Bersekolah di salah satu SMP swasta di Surabaya, Bunga cenderung menjadi siswi yang cuek di kelasnya. Bahkan, dari penelusuran Jawa Pos kemarin (13/5), korban jarang bergaul dengan teman-teman sekelasnya. Dia lebih memilih beberapa teman di kelas yang berbeda dengan dirinya. ’’Sering datang ke kelas lain. Teman-temannya ada di sana semua,’’ ungkap seorang teman sekelas Bunga kepada Jawa Pos.
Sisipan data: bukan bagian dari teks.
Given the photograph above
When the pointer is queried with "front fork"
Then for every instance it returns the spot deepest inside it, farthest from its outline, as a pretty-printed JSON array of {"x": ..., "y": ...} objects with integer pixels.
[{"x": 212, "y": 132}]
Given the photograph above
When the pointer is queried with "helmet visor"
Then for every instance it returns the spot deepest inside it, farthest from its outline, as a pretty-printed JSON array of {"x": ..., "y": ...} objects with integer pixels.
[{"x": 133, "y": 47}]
Bunga juga dikenal pemalas. Segala tugas dan PR yang diberikan gurunya tidak pernah dikerjakan. Hal itu diungkapkan wali kelas Bunga. Dia mengaku jengkel dengan kemalasan Bunga. Padahal, sudah beberapa kali nenek Bunga dipanggil ke sekolah karena kebiasaan cucunya tersebut. ’’Tapi, tetap saja dia tidak pernah nggarap PR,’’ ujar sang wali kelas.
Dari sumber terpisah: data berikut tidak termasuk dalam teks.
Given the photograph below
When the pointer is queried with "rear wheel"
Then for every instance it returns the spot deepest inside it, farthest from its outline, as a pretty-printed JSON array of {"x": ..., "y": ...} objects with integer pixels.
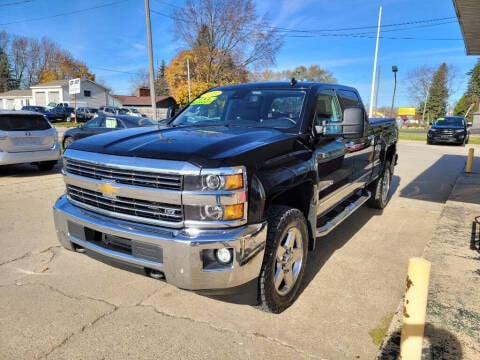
[
  {"x": 381, "y": 187},
  {"x": 285, "y": 259}
]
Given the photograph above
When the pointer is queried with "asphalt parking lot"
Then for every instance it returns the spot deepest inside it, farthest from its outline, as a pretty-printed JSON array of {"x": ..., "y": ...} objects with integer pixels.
[{"x": 56, "y": 304}]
Dia juga mengungkapkan, untuk masalah berdandan, Bunga terlihat lebih ’’mencolok’’ jika dibandingkan dengan teman-temannya. Dia kerap memakai bedak yang berlebihan. Hasilnya, penampilan Bunga sehari-hari bisa dikatakan menor.

Lucunya, menurut penuturan sang wali kelas, bedak yang digunakan Bunga adalah bedak bayi, bukan bedak untuk make-up pada umumnya. ’’Saya pernah menegur. Saya tanya pakai bedak apa kok putih sekali. Eh, dia menunjukkan bedak bayi,’’ ujarnya, lantas tertawa.

Namun, dia mengaku tidak terlalu mengenal delapan tersangka yang menyetubuhi muridnya tersebut. Hanya pelaku utama, AS, yang memang bersekolah di sekolah yang sama dengan Bunga. Bedanya, AS sudah menginjak kelas 3, sedangkan Bunga masih kelas 1.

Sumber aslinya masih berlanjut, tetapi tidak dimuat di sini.